Frantz Hardy

No. 87
- Position: Wide receiver

Personal information
- Born: January 6, 1985 (age 41) Miami, Florida, U.S.
- Listed height: 6 ft 0 in (1.83 m)
- Listed weight: 186 lb (84 kg)

Career information
- High school: Miami (FL) Booker T. Washington
- College: Nebraska
- NFL draft: 2008: undrafted

Career history
- Philadelphia Eagles (2008)*; Montreal Alouettes (2009)*; Tampa Bay Storm (2010)*; Nebraska Danger (2011)*; Kansas City Command (2011);
- * Offseason and/or practice squad member only

Career Arena League statistics
- Receptions: 3
- Receiving yards: 25
- Receiving TDs: 0
- Stats at ArenaFan.com

= Frantz Hardy =

American gridiron football player (born 1985)

Frantz Hardy (born January 6, 1985) is an American former football wide receiver. He was undrafted in the 2008 NFL draft and played college football for the Nebraska Cornhuskers. He was cut on August 22, 2008, from the Philadelphia Eagles due to a leg injury.
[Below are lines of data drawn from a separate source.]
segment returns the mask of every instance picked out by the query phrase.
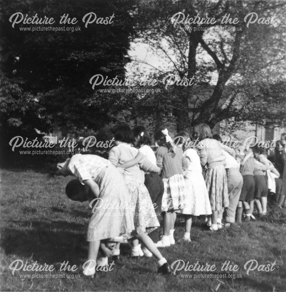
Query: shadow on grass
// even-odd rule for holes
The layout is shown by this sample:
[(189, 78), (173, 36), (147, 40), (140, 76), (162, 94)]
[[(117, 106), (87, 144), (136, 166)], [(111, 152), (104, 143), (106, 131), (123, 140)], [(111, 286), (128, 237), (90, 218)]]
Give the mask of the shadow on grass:
[(21, 230), (6, 228), (1, 230), (1, 246), (7, 255), (48, 264), (59, 264), (65, 260), (78, 263), (86, 258), (87, 225), (63, 221), (14, 223)]

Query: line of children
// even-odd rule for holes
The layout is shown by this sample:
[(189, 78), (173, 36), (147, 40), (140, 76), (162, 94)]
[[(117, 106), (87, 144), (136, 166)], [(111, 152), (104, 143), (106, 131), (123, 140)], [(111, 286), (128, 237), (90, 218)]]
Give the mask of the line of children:
[[(56, 175), (74, 175), (89, 188), (96, 198), (100, 199), (102, 206), (93, 213), (89, 224), (87, 239), (89, 242), (89, 263), (84, 267), (85, 275), (93, 277), (95, 273), (101, 241), (116, 238), (120, 235), (126, 239), (133, 238), (135, 236), (141, 241), (157, 259), (158, 273), (165, 274), (171, 272), (166, 260), (147, 235), (147, 227), (149, 226), (148, 225), (144, 226), (144, 223), (143, 225), (140, 225), (142, 221), (138, 223), (134, 213), (137, 203), (140, 201), (139, 189), (142, 189), (142, 186), (145, 187), (144, 185), (137, 181), (142, 185), (138, 184), (136, 190), (135, 186), (137, 181), (134, 180), (135, 182), (133, 183), (132, 187), (135, 189), (130, 193), (128, 184), (118, 168), (110, 161), (97, 155), (76, 154), (66, 161), (58, 164), (57, 166), (60, 169)], [(148, 215), (152, 211), (149, 207)], [(139, 213), (139, 216), (141, 215)], [(158, 221), (151, 225), (154, 227), (158, 226)]]
[[(259, 215), (266, 213), (268, 188), (265, 171), (275, 172), (273, 164), (262, 154), (262, 147), (254, 147), (253, 152), (240, 144), (232, 150), (221, 142), (219, 136), (213, 137), (208, 125), (201, 124), (194, 128), (194, 137), (199, 141), (196, 146), (185, 132), (178, 133), (173, 140), (166, 129), (159, 128), (154, 134), (158, 147), (154, 155), (144, 127), (135, 127), (132, 133), (128, 125), (120, 125), (112, 132), (115, 146), (108, 160), (96, 155), (76, 154), (58, 165), (61, 168), (58, 175), (73, 175), (87, 186), (92, 196), (89, 197), (86, 194), (86, 199), (99, 198), (108, 205), (112, 202), (114, 205), (117, 202), (124, 206), (120, 207), (120, 212), (117, 210), (115, 218), (108, 215), (107, 213), (115, 211), (110, 208), (104, 209), (103, 213), (106, 214), (104, 215), (102, 212), (93, 214), (87, 237), (90, 242), (88, 258), (92, 262), (96, 262), (100, 247), (104, 255), (103, 259), (97, 259), (98, 265), (107, 263), (107, 256), (119, 256), (119, 244), (113, 248), (114, 242), (122, 236), (132, 241), (132, 255), (154, 255), (160, 267), (158, 272), (167, 274), (171, 270), (157, 248), (175, 244), (176, 213), (184, 215), (182, 239), (189, 242), (193, 216), (211, 214), (210, 229), (217, 231), (222, 226), (225, 210), (226, 226), (234, 223), (236, 209), (238, 222), (241, 222), (244, 208), (247, 220), (254, 218), (254, 201)], [(286, 134), (278, 144), (282, 148), (279, 169), (283, 171), (280, 206), (286, 191), (285, 138)], [(275, 161), (279, 160), (276, 156)], [(205, 171), (204, 179), (202, 170)], [(82, 199), (82, 195), (73, 194), (72, 199)], [(130, 209), (128, 206), (132, 206)], [(158, 213), (162, 212), (163, 218), (163, 234), (158, 240), (156, 233), (156, 244), (147, 235), (160, 226), (154, 206), (159, 209), (156, 210)], [(144, 253), (138, 240), (145, 246)], [(89, 265), (84, 274), (94, 274), (95, 266)]]

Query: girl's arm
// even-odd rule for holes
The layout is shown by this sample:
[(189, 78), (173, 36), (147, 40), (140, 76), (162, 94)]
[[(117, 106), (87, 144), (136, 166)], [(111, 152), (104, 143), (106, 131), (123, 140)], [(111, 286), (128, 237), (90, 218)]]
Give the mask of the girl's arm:
[(111, 149), (108, 155), (108, 160), (115, 166), (117, 166), (119, 164), (119, 158), (118, 154), (113, 147)]
[(210, 157), (210, 158), (208, 158), (208, 164), (210, 164), (212, 163), (213, 162), (216, 162), (218, 161), (223, 161), (224, 160), (225, 160), (226, 158), (225, 155), (223, 154), (222, 154), (220, 156), (219, 156), (218, 157), (216, 157), (215, 158), (211, 158)]
[(198, 149), (199, 150), (198, 154), (200, 157), (201, 165), (203, 168), (204, 168), (208, 162), (208, 154), (206, 147), (200, 142), (198, 145)]
[(138, 164), (139, 161), (144, 157), (144, 155), (143, 153), (141, 152), (138, 152), (137, 155), (135, 157), (135, 158), (129, 161), (127, 161), (123, 164), (118, 165), (118, 167), (121, 167), (121, 168), (129, 168), (134, 165), (136, 165)]
[(157, 166), (162, 170), (163, 168), (163, 153), (160, 148), (158, 148), (156, 152), (156, 163)]
[(188, 157), (188, 158), (189, 158), (189, 159), (188, 159), (186, 157), (182, 157), (182, 165), (183, 168), (183, 170), (186, 170), (188, 169), (188, 168), (189, 167), (189, 165), (190, 164), (190, 160)]
[(82, 182), (85, 185), (87, 186), (90, 190), (92, 194), (97, 198), (98, 198), (99, 195), (99, 188), (98, 185), (92, 179), (85, 180), (82, 181)]
[[(252, 152), (249, 152), (244, 157), (244, 158), (240, 161), (240, 166), (244, 165), (246, 162), (246, 161), (250, 157), (253, 157), (253, 153)], [(256, 160), (256, 161), (257, 161)]]
[(144, 171), (149, 172), (160, 172), (161, 170), (156, 165), (154, 164), (147, 157), (144, 156), (139, 163), (141, 169)]
[(265, 171), (267, 169), (267, 166), (263, 163), (260, 162), (256, 159), (254, 162), (254, 166), (255, 168), (261, 170)]
[(264, 155), (261, 154), (257, 158), (257, 160), (261, 163), (264, 164), (266, 166), (266, 169), (268, 169), (271, 168), (271, 166), (268, 162), (268, 160)]
[[(220, 143), (220, 147), (222, 149), (224, 150), (226, 152), (227, 152), (229, 154), (230, 154), (234, 158), (235, 158), (235, 152), (230, 147), (225, 145), (223, 143)], [(221, 160), (218, 160), (218, 161), (221, 161)]]

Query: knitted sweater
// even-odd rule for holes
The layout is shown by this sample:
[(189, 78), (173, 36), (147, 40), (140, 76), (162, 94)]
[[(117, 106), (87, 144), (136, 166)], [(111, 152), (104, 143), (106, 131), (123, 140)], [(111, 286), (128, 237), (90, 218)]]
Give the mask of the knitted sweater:
[(174, 148), (176, 154), (174, 157), (163, 146), (159, 147), (156, 152), (157, 164), (161, 169), (160, 176), (162, 178), (169, 178), (175, 174), (182, 174), (183, 170), (185, 170), (189, 166), (189, 161), (183, 157), (182, 150), (175, 146)]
Frantz Hardy graduated from Booker T. Washington High School in Miami, Florida in 2003. Obtained a football scholarship at Butler Community College where he received an honor as a Pre Season All-American in the NJCAA Division. After leading the Grizzlies to the National Title game in 2005, he accepted a football scholarship to University of Nebraska–Lincoln with teammate Zac Taylor. Graduating with a Bachelor degree in Social Science, Frantz signed with the Philadelphia Eagles as a Free agent in the summer of 2008. Frantz is the youngest sibling of six brothers and one sister.

Hardy signed with the Montreal Alouettes of the Canadian Football League on January 14, 2009, but was released at the end of a remarkable pre-season on June 24, 2009.

In 2011 signed a professional contract with the Nebraska Danger.